Book American Serengeti

    Book Details:
  • Author : Dan Flores
  • Publisher : University Press of Kansas
  • Release : 2017-01-16
  • ISBN : 070062466X
  • Pages : 224 pages

Download or read book American Serengeti written by Dan Flores and published by University Press of Kansas. This book was released on 2017-01-16 with total page 224 pages. Available in PDF, EPUB and Kindle. Book excerpt: America's Great Plains once possessed one of the grandest wildlife spectacles of the world, equaled only by such places as the Serengeti, the Masai Mara, or the veld of South Africa.
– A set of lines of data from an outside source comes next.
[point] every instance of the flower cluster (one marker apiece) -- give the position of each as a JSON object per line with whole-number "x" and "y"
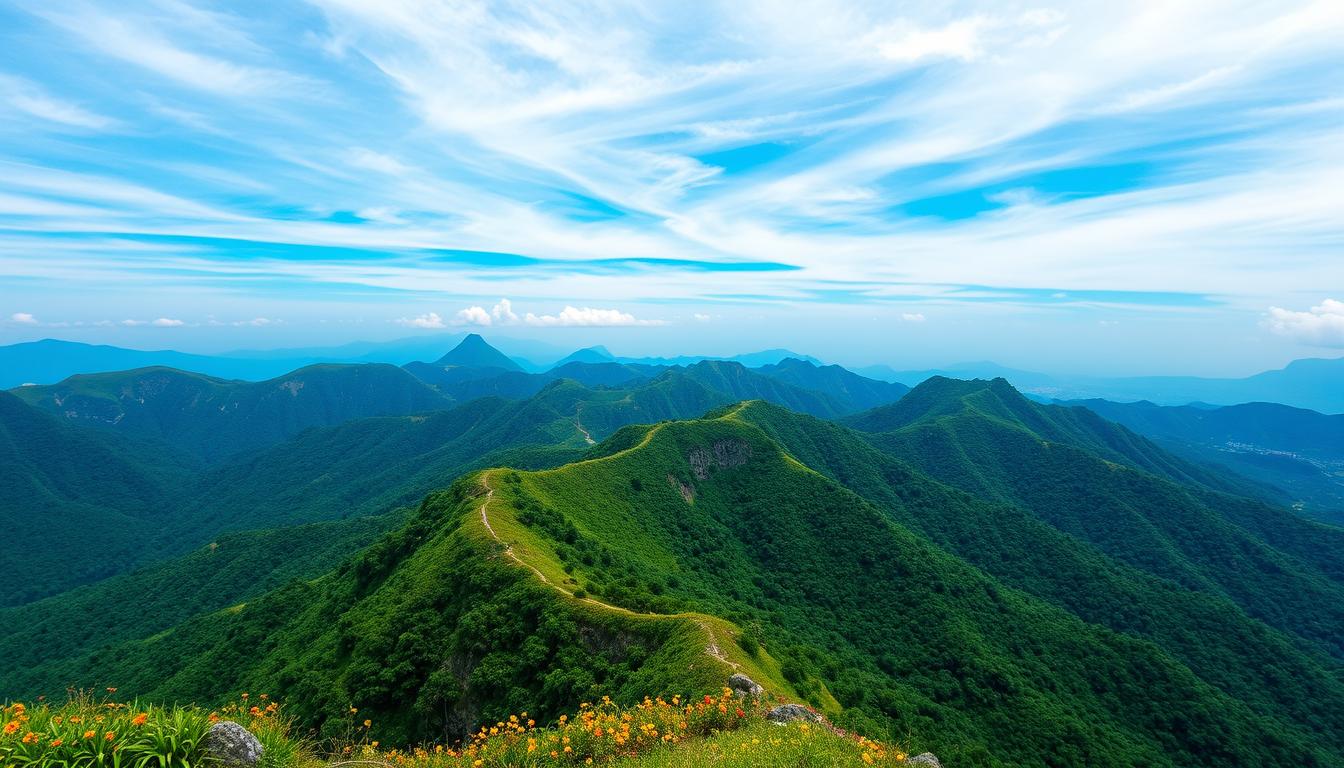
{"x": 89, "y": 732}
{"x": 604, "y": 733}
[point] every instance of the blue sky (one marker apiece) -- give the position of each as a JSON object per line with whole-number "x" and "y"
{"x": 1151, "y": 187}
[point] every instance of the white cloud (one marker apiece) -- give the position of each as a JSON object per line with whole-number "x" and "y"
{"x": 472, "y": 316}
{"x": 34, "y": 100}
{"x": 503, "y": 312}
{"x": 588, "y": 316}
{"x": 428, "y": 320}
{"x": 958, "y": 39}
{"x": 1321, "y": 324}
Pronghorn antelope, gray wolves, bison, coyotes, wild horses, and grizzly bears: less than two hundred years ago these creatures existed in such abundance that John James Audubon was moved to write, "it is impossible to describe or even conceive the vast multitudes of these animals." In a work that is at once a lyrical evocation of that lost splendor and a detailed natural history of these charismatic species of the historic Great Plains, veteran naturalist and outdoorsman Dan Flores draws a vivid portrait of each of these animals in their glory—and tells the harrowing story of what happened to them at the hands of market hunters and ranchers and ultimately a federal killing program in the nineteenth and twentieth centuries. The Great Plains with its wildlife intact dazzled Americans and Europeans alike, prompting numerous literary tributes. American Serengeti takes its place alongside these celebratory works, showing us the grazers and predators of the plains against the vast opalescent distances, the blue mountains shimmering on the horizon, the great rippling tracts of yellowed grasslands. Far from the empty "flyover country" of recent times, this landscape is alive with a complex ecology at least 20,000 years old—a continental patrimony whose wonders may not be entirely lost, as recent efforts hold out hope of partial restoration of these historic species. Written by an author who has done breakthrough work on the histories of several of these animals—including bison, wild horses, and coyotes—American Serengeti is as rigorous in its research as it is intimate in its sense of wonder—the most deeply informed, closely observed view we have of the Great Plains' wild heritage.